Soil color     does not affect the behavior and use of soil; however, it can indicate the composition of the soil and give clues to the conditions that the soil is subjected to. Soil can exhibit a wide range of colour; grey, black, white, reds, browns, yellows and greens. Varying horizontal bands of colour in the soil often identify a specific soil horizon. The development and distribution of color in soil results from chemical and biological weathering, especially redox reactions. As the primary minerals in soil parent material weather, the elements combine into new and colorful compounds.  Soil conditions produce uniform or gradual color changes, while reducing environments result in disrupted color flow with complex, mottled patterns and points of color concentration.

Causes
Soil color is produced by the minerals present and by the organic matter content. Yellow or red soil indicates the presence of oxidized ferric iron oxides. Dark brown or black color in soil indicates that the soil has a high organic matter content. Wet soil will appear darker than dry soil. However, the presence of water also affects soil color by affecting the oxidation rate. Soil that has a high water content will have less air in the soil, specifically less oxygen. In well drained (and therefore oxygen rich) soils, red and brown colors caused by oxidation are more common, as opposed to in wet (low oxygen) soils where the soil usually appears grey or greenish by the presence of reduced (ferrous) iron oxide. The presence of other minerals can also affect soil color. manganese oxide causes a black color, glauconite makes the soil green, and calcite can make soil in arid regions appear white.

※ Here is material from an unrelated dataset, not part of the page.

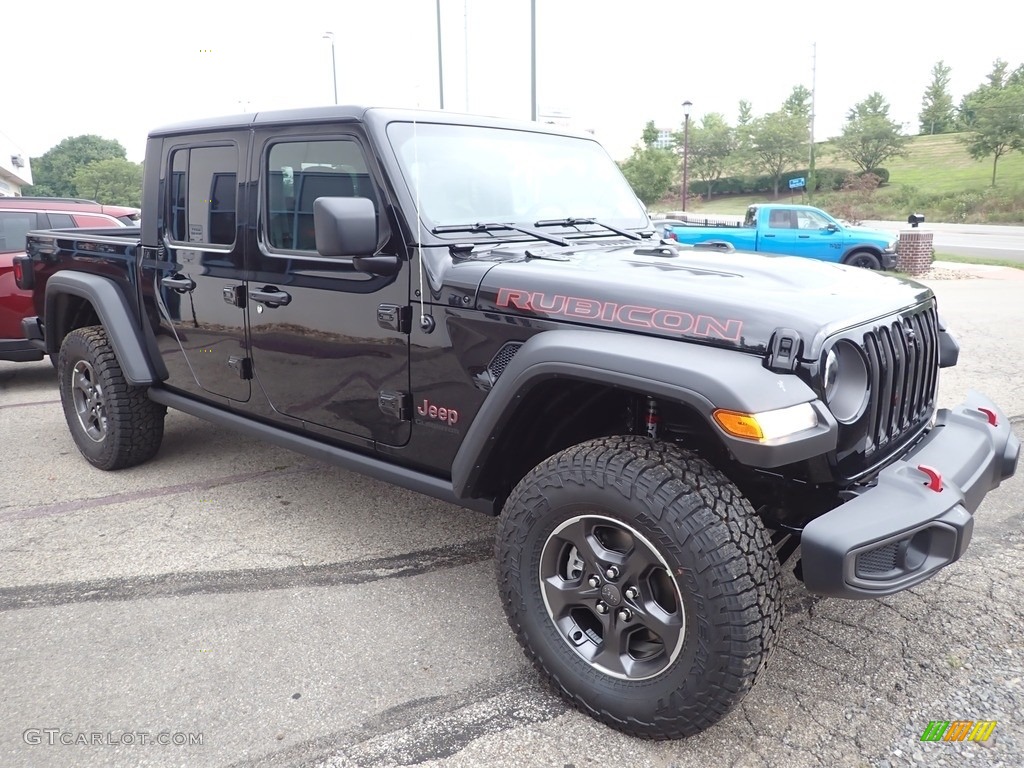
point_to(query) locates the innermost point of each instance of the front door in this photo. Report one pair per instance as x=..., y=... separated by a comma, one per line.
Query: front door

Organic matter tends to make the soil color darker. Humus, the final stage of organic matter breakdown, is black. Throughout the stages of organic matter breakdown, the colour imparted to the soil varies from browns to black. Sodium content influences the depth of colour of organic matter and therefore the soil. Sodium causes the organic matter (humus) to disperse more readily and spread over the soil particles, making the soil look darker (blacker). Soils which accumulate charcoal exhibit a black color.

Classification
Often described by using general terms, such as dark brown, yellowish brown, etc., soil colors are also described more technically by using Munsell soil color charts, which separate color into components of hue (relation to red, yellow and blue), value (lightness or darkness) and chroma (paleness or strength).